Progress in Hybridization of Covalent Organic Frameworks and Metal-Organic Frameworks

Metal-organic frameworks (MOFs) and covalent organic frameworks (COFs) hybrid materials are a class of porous crystalline materials that integrate MOFs and COFs with hierarchical pore structures. As an emerging porous frame material platform, MOF/COF hybrid materials have attracted tremendous attention, and the field is advancing rapidly and extending into more diverse fields. Extensive studies have shown that a broad variety of MOF/COF hybrid materials with different structures and specific properties can be synthesized from diverse building blocks via different chemical reactions, driving the rapid growth of the field. The allowed complementary utilization of pi-conjugated skeletons and nanopores for functional exploration has endowed these hybrid materials with great potential in challenging energy and environmental issues. It is necessary to prepare a family tree to accurately trace the developments in the study of MOF/COF hybrid materials. This review comprehensively summarizes the latest achievements and advancements in the design and synthesis of MOF/COF hybrid materials, including COFs covalently bonded to the surface functional groups of MOFs (MOF@COF), MOFs grown on the surface of COFs (COF@MOF), bridge reaction between COF and MOF (MOF+COF), and their various applications in catalysis, energy storage, pollutant adsorption, gas separation, chemical sensing, and biomedicine.
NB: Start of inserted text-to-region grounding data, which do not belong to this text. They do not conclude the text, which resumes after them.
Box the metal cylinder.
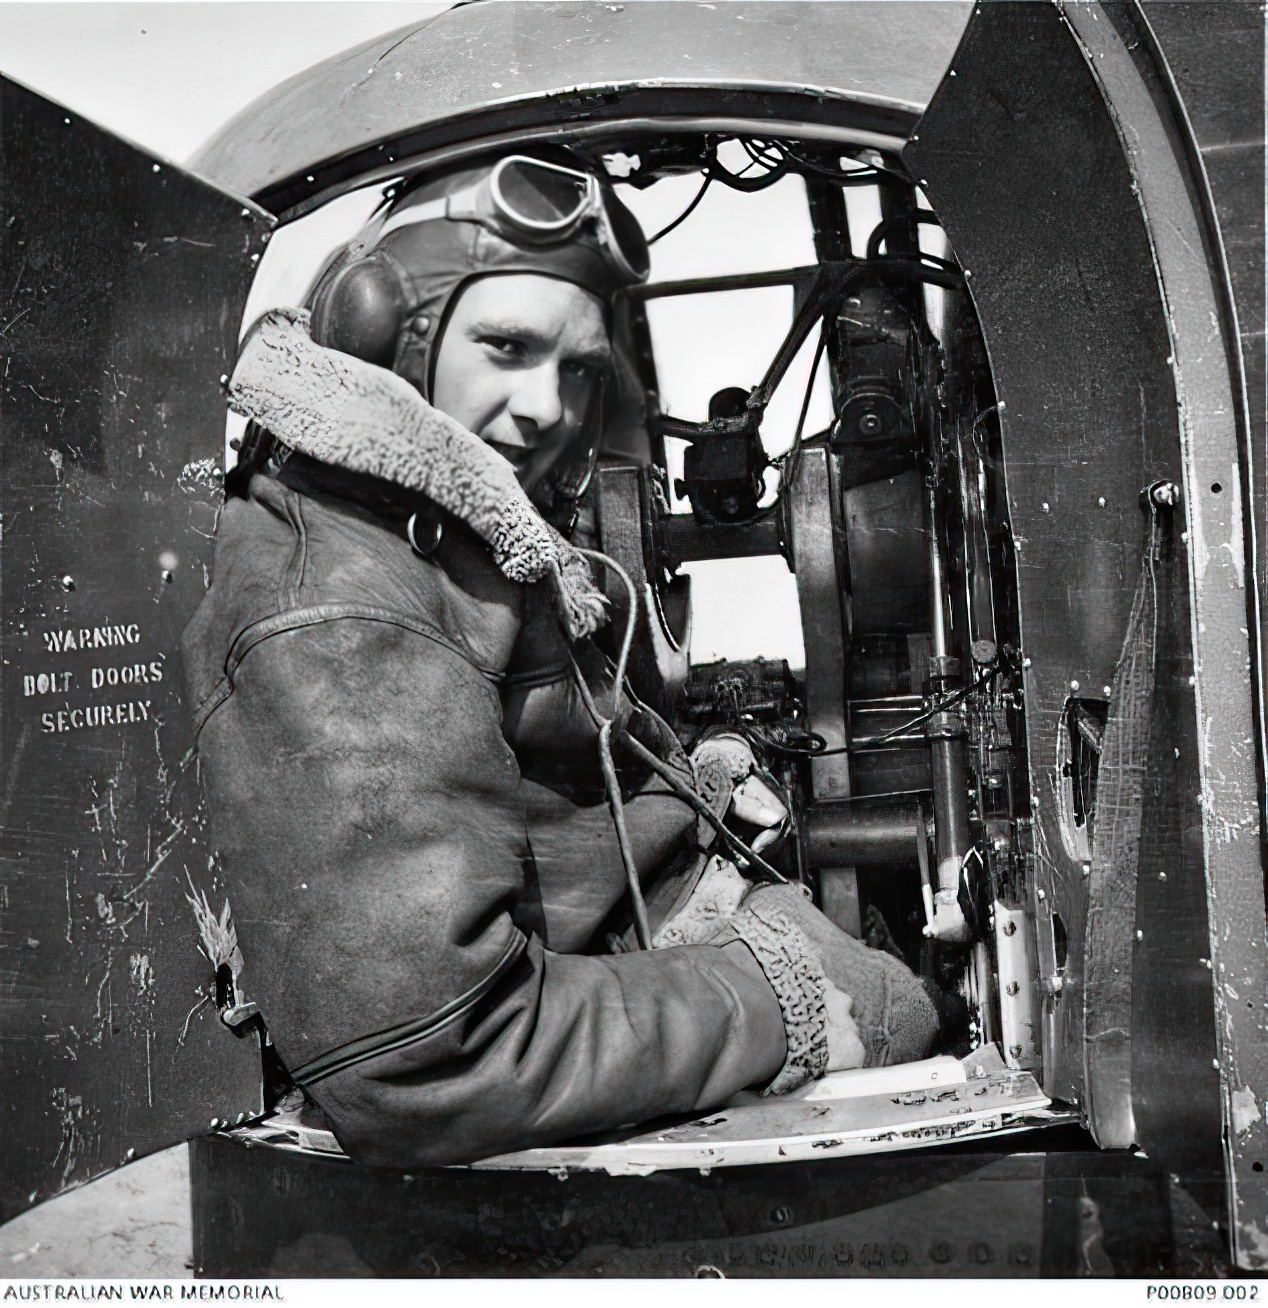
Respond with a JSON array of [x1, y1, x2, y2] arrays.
[[930, 732, 971, 893], [804, 794, 927, 869]]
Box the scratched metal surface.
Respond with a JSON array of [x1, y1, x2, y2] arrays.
[[1063, 1, 1268, 1267], [0, 79, 270, 1221], [191, 1133, 1187, 1276], [186, 0, 973, 216], [1141, 1, 1266, 640], [905, 1, 1187, 1128]]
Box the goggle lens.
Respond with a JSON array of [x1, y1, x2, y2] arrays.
[[602, 187, 651, 281], [497, 159, 590, 229]]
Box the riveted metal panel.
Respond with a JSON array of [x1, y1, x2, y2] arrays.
[[187, 1, 972, 215], [1062, 0, 1268, 1268], [905, 0, 1190, 1136], [0, 77, 271, 1220]]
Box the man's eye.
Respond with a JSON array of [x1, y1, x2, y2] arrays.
[[481, 336, 523, 359]]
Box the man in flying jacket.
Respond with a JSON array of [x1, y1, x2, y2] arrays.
[[182, 151, 939, 1168]]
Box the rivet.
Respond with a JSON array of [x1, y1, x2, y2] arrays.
[[1008, 1044, 1023, 1059], [411, 313, 432, 335], [219, 374, 229, 387], [61, 575, 75, 591], [1103, 685, 1112, 697], [1081, 861, 1091, 877], [1036, 888, 1046, 901], [1136, 930, 1144, 941], [1022, 656, 1032, 670], [152, 164, 161, 173], [210, 1117, 220, 1129], [1002, 921, 1017, 936], [1041, 501, 1050, 512], [1097, 497, 1106, 507], [1070, 679, 1080, 691], [1159, 871, 1167, 881], [1005, 981, 1019, 996], [1188, 675, 1197, 687], [161, 570, 173, 584]]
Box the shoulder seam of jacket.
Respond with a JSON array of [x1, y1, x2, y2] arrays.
[[190, 601, 505, 738], [289, 932, 529, 1087]]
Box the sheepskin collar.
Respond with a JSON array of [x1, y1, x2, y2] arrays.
[[227, 308, 607, 639]]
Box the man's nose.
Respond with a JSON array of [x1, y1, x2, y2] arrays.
[[508, 363, 563, 440]]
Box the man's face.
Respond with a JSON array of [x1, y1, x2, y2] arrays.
[[431, 273, 611, 493]]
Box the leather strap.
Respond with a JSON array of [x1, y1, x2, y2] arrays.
[[274, 450, 450, 555]]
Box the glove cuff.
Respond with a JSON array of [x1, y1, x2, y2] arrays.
[[725, 898, 829, 1095]]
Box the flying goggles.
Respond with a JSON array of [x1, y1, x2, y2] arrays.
[[378, 155, 650, 287]]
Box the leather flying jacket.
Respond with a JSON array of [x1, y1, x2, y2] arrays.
[[181, 455, 807, 1168]]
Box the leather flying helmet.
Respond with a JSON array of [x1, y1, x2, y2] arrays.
[[308, 152, 650, 402]]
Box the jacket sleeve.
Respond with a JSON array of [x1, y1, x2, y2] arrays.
[[193, 615, 793, 1167], [520, 760, 697, 953]]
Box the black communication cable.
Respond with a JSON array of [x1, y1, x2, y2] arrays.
[[648, 169, 715, 245]]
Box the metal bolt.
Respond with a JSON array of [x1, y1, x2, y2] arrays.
[[1022, 657, 1032, 670], [1002, 920, 1016, 936], [1041, 501, 1050, 513], [1070, 680, 1080, 691], [1097, 497, 1106, 507], [1005, 981, 1020, 996], [1136, 930, 1144, 941], [1103, 685, 1112, 697], [1159, 871, 1167, 881], [161, 570, 173, 584], [1081, 861, 1091, 877], [1152, 482, 1181, 507], [60, 575, 75, 592], [1008, 1044, 1023, 1060], [1036, 888, 1046, 901]]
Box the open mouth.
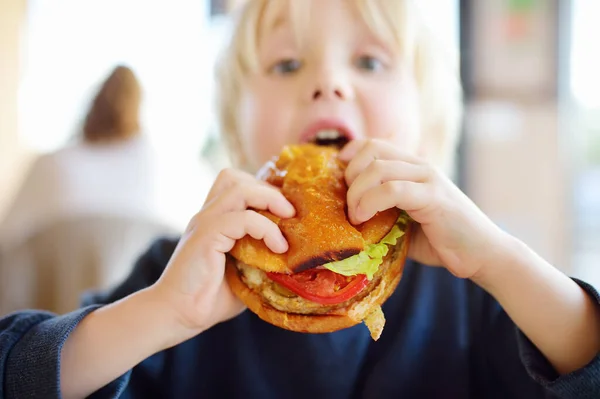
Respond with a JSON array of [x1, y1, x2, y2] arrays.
[[309, 129, 350, 149]]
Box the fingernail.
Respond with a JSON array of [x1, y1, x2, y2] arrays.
[[285, 202, 296, 217], [338, 140, 360, 161], [338, 148, 352, 161], [354, 206, 369, 224], [348, 208, 360, 225], [278, 235, 289, 252]]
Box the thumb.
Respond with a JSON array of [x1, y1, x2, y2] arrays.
[[407, 226, 442, 267]]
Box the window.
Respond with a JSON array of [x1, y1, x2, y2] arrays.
[[571, 0, 600, 109], [19, 0, 216, 161], [570, 0, 600, 285]]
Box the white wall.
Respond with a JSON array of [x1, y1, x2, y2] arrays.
[[0, 0, 31, 221], [20, 0, 211, 156], [464, 101, 571, 271]]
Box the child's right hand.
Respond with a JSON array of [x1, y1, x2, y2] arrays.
[[60, 169, 294, 398], [152, 168, 296, 343]]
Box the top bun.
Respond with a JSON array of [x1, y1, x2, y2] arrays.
[[229, 144, 399, 274]]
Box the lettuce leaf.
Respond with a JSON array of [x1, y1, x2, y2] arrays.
[[323, 222, 406, 280]]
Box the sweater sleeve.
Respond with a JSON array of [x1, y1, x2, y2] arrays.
[[0, 307, 132, 398], [0, 237, 178, 399], [516, 279, 600, 399], [477, 278, 600, 399]]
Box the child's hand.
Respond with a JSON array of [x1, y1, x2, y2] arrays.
[[153, 168, 296, 341], [339, 139, 506, 279]]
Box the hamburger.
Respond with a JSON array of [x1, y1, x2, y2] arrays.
[[226, 143, 412, 340]]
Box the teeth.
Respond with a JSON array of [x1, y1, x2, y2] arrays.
[[315, 129, 342, 140]]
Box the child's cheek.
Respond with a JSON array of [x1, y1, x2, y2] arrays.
[[242, 98, 290, 169], [368, 86, 421, 150]]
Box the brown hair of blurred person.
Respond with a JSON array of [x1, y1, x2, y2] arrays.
[[82, 65, 142, 143]]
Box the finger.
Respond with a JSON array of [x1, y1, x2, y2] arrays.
[[347, 160, 431, 221], [338, 139, 368, 161], [206, 168, 271, 204], [215, 210, 289, 254], [407, 225, 443, 267], [352, 181, 431, 224], [205, 183, 296, 218], [342, 140, 424, 186], [206, 168, 254, 203]]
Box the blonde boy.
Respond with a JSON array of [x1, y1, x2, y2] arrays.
[[1, 1, 599, 398]]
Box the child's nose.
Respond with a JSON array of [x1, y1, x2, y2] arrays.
[[308, 70, 353, 102], [312, 87, 345, 101]]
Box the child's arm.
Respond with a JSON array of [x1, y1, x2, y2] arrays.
[[58, 168, 294, 398], [59, 287, 189, 399], [340, 139, 600, 377], [471, 235, 600, 375], [0, 236, 173, 399], [1, 169, 295, 399], [0, 238, 180, 399]]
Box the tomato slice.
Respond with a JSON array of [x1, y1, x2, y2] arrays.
[[266, 269, 368, 305]]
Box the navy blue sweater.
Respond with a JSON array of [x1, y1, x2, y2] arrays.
[[1, 237, 599, 398]]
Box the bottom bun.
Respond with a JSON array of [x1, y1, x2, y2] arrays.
[[225, 224, 411, 340]]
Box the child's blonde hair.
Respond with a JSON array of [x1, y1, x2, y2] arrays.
[[214, 0, 463, 175]]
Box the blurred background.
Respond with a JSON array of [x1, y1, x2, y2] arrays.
[[0, 0, 598, 315]]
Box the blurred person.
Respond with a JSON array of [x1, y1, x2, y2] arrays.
[[0, 65, 210, 249], [0, 65, 212, 313]]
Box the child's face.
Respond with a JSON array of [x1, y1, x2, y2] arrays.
[[238, 0, 422, 170]]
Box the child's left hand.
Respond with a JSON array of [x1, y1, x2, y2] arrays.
[[339, 139, 508, 279]]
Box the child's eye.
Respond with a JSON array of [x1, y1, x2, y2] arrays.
[[270, 59, 302, 75], [355, 56, 385, 72]]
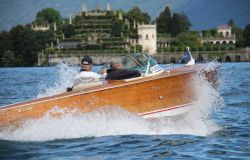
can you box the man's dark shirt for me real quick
[105,69,141,80]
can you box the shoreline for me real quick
[0,62,250,69]
[38,49,250,66]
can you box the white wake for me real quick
[0,62,224,141]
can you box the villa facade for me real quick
[138,24,157,54]
[200,25,236,45]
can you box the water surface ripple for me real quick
[0,63,249,159]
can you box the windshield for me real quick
[122,53,162,75]
[98,53,162,76]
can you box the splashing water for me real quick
[0,62,224,142]
[199,61,221,72]
[37,63,78,98]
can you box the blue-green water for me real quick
[0,63,249,159]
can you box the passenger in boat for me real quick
[180,47,195,65]
[105,60,141,80]
[66,55,105,92]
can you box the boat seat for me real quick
[124,70,164,82]
[73,81,104,91]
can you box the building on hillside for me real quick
[200,24,236,45]
[31,24,50,31]
[54,2,159,55]
[138,24,157,54]
[217,25,232,37]
[155,24,236,51]
[57,1,128,52]
[157,37,176,49]
[81,1,111,16]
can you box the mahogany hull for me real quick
[0,66,197,127]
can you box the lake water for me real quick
[0,63,249,159]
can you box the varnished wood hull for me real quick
[0,66,198,127]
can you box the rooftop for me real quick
[217,25,231,30]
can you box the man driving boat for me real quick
[105,60,141,80]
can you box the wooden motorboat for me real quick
[0,53,216,127]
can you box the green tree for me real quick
[243,24,250,47]
[156,6,171,33]
[227,19,239,34]
[226,20,246,47]
[63,24,75,38]
[0,31,13,58]
[175,32,201,48]
[209,29,218,37]
[9,25,24,56]
[111,19,124,37]
[4,24,54,66]
[1,50,16,67]
[169,13,191,36]
[35,30,54,50]
[180,12,191,31]
[13,27,39,66]
[228,19,235,28]
[234,27,244,47]
[142,12,151,24]
[201,30,212,37]
[127,6,150,24]
[169,13,180,36]
[36,8,61,24]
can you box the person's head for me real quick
[186,46,190,52]
[80,55,93,71]
[111,59,123,70]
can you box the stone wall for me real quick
[38,49,250,66]
[38,53,125,66]
[155,50,250,63]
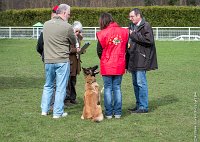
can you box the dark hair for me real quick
[130,8,143,18]
[99,13,114,30]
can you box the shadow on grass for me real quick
[122,95,179,116]
[0,76,44,89]
[149,95,179,112]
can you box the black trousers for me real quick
[65,76,77,101]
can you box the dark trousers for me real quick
[65,76,77,101]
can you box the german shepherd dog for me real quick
[81,65,104,122]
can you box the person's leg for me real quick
[64,77,71,103]
[41,63,55,114]
[131,71,139,109]
[113,75,122,118]
[135,71,148,111]
[69,76,77,102]
[102,76,113,118]
[53,62,70,117]
[50,79,56,108]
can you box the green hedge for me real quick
[0,6,200,27]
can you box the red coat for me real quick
[96,22,129,75]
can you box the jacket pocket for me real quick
[136,51,150,68]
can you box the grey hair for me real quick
[56,4,70,14]
[73,21,83,32]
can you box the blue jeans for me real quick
[41,62,70,116]
[131,71,148,110]
[102,75,122,116]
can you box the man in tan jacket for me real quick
[41,4,76,119]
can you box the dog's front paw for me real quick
[81,115,84,119]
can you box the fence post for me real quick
[94,27,97,40]
[189,27,191,41]
[32,27,34,38]
[36,27,39,39]
[9,27,11,38]
[156,27,158,40]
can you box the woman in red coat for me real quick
[96,13,129,119]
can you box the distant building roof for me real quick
[33,22,43,27]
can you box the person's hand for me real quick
[76,48,81,53]
[79,32,83,37]
[130,30,133,35]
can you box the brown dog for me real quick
[81,65,104,122]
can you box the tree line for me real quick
[0,0,199,11]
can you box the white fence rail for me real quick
[0,27,200,41]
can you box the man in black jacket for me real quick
[36,5,58,61]
[126,8,158,113]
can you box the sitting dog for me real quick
[81,65,104,122]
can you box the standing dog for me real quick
[81,65,104,122]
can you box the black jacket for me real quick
[36,32,44,62]
[126,19,158,71]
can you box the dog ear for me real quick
[82,67,86,73]
[94,70,99,75]
[82,67,88,75]
[92,65,98,71]
[89,65,99,76]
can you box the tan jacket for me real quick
[69,36,83,76]
[43,16,76,63]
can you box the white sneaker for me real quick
[41,112,47,116]
[114,115,121,119]
[106,116,112,119]
[53,112,68,119]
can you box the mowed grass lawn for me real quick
[0,39,199,142]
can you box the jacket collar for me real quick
[106,22,119,29]
[137,18,145,30]
[52,15,65,21]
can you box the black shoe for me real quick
[128,107,138,111]
[64,100,71,106]
[70,100,78,104]
[131,109,148,114]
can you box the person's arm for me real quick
[68,26,77,46]
[125,41,129,70]
[97,41,103,59]
[36,32,44,56]
[69,44,78,54]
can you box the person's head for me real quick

It concludes with remarks concerning the trend from the structural design to functional exploration and potential applications of MOF/COF hybrid materials.

Automated summary

Metal-organic frameworks (MOFs) and covalent organic frameworks (COFs) hybrid materials are porous crystalline materials with hierarchical pore structures that integrate the characteristics of MOFs and COFs. The field is rapidly advancing and finding applications in diverse areas. Studies have shown that different MOF/COF hybrid materials with diverse structures and properties can be synthesized through various chemical reactions, offering potential for addressing energy and environmental challenges. It is important to accurately trace the developments in this area and explore the structural design and potential applications of MOF/COF hybrid materials.